No início de Agosto de 1732, chegou à Inquisição de Évora uma denúncia contra ela de Margarida Nobre de Barros, solteira, moradora na mesma freguesia de S. Tiago acusando-a de ter curado uma criança, filha de Sebastião Valente, primo da denunciante do seguinte modo:
Quando a mãe da criança que não queria tomar o peito lhe pediu o serviço, benzeu-a, disse umas palavras ininteligíveis e um Pai Nosso e Ave Maria e pediu que lhe trouxessem a criança. No dia seguinte levaram-lhe a casa a criança e ela benzeu a mãe e a criança, untou os peitos da mãe com banha de flor e depois também a barriga da criança; repetiu a mesma cena durante cinco noites seguidas. Depois, na última noite foi com a criança à porta da Oliveira, na freguesia de S.ta Maria, em Tavira, e passou pela criança um biscoito que trazia preparado; a seguir, partiu o dito biscoito e atirou-o ao ar. A função teve sucesso, porque a seguir, a criança mamou normalmente nos peitos da mãe. A mesma coisa fez a delata a Francisca das Chagas, mulher de Manuel Neto. Os factos haviam-se passado dois anos atrás, e a denunciante não participou o facto antes, porque entendia que não tinha obrigação de o fazer.

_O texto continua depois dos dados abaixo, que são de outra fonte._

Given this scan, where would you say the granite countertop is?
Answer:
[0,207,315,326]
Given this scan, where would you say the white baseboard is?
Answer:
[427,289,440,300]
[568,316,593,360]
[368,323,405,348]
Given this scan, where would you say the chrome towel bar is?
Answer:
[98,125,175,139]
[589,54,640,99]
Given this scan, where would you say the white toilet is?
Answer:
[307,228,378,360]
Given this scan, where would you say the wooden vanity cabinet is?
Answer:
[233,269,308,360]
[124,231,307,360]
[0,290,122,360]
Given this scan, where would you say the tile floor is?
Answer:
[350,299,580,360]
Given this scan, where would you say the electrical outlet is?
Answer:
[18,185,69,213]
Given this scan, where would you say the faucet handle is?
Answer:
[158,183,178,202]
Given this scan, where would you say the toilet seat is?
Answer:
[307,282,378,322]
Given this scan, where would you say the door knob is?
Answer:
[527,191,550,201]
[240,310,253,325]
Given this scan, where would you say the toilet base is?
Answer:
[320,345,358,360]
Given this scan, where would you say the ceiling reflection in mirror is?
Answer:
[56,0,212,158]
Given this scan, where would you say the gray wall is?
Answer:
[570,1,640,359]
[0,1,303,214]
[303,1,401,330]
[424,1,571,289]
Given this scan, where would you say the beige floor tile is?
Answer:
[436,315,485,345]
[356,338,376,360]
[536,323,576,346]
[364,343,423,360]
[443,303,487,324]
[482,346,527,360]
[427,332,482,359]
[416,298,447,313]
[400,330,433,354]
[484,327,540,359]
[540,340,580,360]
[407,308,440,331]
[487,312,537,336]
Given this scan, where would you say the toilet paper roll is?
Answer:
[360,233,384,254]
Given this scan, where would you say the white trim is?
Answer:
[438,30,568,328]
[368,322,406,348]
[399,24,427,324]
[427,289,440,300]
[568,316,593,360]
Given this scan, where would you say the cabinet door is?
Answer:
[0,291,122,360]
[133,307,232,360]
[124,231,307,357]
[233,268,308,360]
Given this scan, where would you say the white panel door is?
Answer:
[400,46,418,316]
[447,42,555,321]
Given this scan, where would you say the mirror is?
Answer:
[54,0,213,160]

Havia já mais denúncias nos Cadernos do Promotor:
- Os pais que pediam o regresso de um filho que se tinha ausentado sem autorização o qual, aquando da reza, em Sevilha, sentiu um forte desejo de regressar a casa de seus pais;
- Maria da Penha, casada com Manuel Rodrigues, ourives, disse que, para efeitos de seu marido lhe dar melhor vida, a delata lhe ensinara esta oração:
Meu inimigo vejo vir,
Não lhe posso fugir,
Nem tenho que lhe dar;
Que lhe darei a jantar?
O Sangue de Cristo lhe darei a comer,
O leite de Maria a beber.
“E, além da oração, lhe ensinou que cortasse cabelos das covas dos braços e das partes verendas, e as unhas das mãos e pés, e lhe desse tudo misturado com miolo de pão, que primeiro meteria debaixo da cova do braço.”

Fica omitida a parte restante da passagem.